Batch Tansform and accents in the json file

Hi.

I used the notebook lab2_batch_transform.ipynb of @philschmid to launch batch for inferences. My dataset is composed of texts in Portuguese (ie, with accents).

When I download the json file created and open it with Sublime Text or note, I see that all letters with accents were converted as following:

(...)
{"inputs": "forma\u00e7\u00e3o ...}
(...)

In this example, forma\u00e7\u00e3o is formação.

What do you think? I can use my json file or I need to solve this problem in order to get (real) letters with accents in my json file? Thanks.
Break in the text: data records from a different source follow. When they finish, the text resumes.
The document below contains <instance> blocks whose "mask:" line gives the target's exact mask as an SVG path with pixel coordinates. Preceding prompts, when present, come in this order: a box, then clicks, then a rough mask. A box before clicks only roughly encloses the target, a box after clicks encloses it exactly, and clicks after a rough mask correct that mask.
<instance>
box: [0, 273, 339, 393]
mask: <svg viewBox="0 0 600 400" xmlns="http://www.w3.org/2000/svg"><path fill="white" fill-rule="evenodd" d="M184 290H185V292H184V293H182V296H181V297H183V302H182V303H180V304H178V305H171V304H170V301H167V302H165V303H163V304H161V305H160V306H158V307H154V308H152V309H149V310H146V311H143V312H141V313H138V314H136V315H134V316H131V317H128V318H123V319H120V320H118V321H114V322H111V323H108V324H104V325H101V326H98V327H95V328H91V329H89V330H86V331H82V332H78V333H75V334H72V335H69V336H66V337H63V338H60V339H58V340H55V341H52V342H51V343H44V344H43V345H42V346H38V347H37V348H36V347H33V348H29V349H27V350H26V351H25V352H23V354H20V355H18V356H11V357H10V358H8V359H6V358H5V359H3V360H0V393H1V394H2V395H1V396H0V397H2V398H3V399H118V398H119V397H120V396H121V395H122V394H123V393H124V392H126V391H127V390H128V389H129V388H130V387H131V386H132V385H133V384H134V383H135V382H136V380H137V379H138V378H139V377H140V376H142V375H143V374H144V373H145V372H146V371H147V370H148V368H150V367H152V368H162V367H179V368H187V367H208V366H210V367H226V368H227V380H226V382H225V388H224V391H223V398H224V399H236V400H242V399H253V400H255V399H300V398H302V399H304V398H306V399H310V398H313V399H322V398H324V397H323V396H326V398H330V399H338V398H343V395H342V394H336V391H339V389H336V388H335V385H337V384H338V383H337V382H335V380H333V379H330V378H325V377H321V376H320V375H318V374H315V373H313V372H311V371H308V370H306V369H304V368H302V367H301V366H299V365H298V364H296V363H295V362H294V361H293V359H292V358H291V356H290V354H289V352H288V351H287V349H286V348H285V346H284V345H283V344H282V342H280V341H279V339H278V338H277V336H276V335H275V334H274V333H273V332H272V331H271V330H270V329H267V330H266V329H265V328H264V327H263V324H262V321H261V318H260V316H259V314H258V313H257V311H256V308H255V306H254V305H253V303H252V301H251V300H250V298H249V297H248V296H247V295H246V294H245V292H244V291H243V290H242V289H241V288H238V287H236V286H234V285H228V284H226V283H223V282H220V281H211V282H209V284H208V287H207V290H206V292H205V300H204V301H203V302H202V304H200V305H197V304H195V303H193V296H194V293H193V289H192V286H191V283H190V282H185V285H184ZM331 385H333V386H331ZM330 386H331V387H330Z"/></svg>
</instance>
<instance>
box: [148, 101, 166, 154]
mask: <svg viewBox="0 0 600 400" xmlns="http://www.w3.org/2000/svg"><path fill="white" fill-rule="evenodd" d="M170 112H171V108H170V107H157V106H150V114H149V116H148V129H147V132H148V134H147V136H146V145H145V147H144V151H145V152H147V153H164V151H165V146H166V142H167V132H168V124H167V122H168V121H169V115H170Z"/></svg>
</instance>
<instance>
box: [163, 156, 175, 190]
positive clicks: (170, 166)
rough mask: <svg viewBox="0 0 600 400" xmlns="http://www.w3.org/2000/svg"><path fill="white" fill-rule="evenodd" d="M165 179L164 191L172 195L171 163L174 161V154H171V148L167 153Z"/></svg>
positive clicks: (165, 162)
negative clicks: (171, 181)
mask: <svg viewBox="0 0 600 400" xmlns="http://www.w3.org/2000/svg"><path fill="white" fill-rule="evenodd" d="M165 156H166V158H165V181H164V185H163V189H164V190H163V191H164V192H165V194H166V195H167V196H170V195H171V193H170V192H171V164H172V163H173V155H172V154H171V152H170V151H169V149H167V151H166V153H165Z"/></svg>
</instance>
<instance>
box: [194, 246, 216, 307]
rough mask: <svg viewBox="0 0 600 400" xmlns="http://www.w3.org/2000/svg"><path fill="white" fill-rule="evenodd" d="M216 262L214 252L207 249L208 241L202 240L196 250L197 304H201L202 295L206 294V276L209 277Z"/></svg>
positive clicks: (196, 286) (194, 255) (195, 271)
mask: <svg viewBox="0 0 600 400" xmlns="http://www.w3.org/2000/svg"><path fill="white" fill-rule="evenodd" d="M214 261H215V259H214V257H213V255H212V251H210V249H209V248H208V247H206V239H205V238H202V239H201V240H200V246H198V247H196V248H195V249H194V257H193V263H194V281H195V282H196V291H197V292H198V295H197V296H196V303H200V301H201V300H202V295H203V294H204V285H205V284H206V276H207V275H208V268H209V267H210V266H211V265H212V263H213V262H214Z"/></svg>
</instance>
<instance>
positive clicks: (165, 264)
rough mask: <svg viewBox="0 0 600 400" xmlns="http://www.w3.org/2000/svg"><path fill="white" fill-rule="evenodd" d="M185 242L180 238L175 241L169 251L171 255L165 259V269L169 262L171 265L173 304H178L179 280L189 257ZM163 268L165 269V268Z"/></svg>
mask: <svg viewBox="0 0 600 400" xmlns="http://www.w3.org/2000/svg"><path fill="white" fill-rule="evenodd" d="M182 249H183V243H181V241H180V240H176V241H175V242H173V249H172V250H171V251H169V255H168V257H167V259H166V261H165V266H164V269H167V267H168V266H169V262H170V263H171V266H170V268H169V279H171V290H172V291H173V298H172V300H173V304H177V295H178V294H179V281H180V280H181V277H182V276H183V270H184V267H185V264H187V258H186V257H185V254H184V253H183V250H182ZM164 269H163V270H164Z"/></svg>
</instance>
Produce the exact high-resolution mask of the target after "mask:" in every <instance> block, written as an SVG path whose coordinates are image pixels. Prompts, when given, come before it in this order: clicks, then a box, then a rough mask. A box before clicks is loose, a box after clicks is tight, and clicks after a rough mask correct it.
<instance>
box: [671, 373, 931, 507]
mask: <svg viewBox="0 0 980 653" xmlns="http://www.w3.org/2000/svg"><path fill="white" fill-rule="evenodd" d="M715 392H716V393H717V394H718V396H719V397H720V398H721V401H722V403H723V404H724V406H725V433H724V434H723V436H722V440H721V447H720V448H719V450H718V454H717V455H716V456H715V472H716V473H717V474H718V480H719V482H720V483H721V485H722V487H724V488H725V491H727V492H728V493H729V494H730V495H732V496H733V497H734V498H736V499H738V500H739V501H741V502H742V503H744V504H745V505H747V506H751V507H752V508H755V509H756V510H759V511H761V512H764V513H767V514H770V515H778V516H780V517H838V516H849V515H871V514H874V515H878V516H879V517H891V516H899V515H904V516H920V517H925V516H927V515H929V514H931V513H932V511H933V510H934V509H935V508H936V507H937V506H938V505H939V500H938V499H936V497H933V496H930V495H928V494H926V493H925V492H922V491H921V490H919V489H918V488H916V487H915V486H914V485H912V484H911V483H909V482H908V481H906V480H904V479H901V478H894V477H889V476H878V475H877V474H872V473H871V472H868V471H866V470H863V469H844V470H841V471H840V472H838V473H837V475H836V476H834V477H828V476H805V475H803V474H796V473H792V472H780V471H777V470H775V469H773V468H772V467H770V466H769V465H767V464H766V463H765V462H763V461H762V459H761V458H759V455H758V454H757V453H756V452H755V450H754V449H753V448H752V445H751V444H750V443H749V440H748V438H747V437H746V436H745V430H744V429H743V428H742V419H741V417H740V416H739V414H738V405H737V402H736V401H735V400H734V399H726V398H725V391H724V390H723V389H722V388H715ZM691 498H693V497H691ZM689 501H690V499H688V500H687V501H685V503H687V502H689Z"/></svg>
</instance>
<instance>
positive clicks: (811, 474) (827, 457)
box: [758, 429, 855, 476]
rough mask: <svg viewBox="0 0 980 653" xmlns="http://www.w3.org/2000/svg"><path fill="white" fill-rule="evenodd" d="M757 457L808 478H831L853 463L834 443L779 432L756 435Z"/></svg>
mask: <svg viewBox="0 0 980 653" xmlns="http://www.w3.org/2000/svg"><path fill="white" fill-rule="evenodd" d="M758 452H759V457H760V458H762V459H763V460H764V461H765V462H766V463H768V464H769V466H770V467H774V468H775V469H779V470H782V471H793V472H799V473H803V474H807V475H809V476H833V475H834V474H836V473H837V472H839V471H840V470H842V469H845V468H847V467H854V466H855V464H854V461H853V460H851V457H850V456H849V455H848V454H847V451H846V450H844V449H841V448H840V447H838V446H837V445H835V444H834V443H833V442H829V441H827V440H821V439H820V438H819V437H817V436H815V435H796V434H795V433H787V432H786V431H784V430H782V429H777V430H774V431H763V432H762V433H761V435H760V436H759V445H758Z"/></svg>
You can encode your json file correctly using

with open('keys.json', encoding='utf-8') as fh:
    data = json.load(fh)

Thanks @philschmid. I tested your code with encoding='utf-8' but it did not change the content of my json file with strange letters instead of letters with accents.

However, I just found the complementary code in this post that solves my problem: ensure_ascii=False as an argument of json.dump().

Here the code I use now (taken from notebook lab2_batch_transform.ipynb and modified with the 2 cited arguments):

with open(dataset_csv_file, "r+") as infile, open(dataset_jsonl_file, "w+", encoding='utf-8') as outfile:
    reader = csv.DictReader(infile)
    for row in reader:
        json.dump(row, outfile, ensure_ascii=False)
        outfile.write('\n')

:slight_smile:

1 Like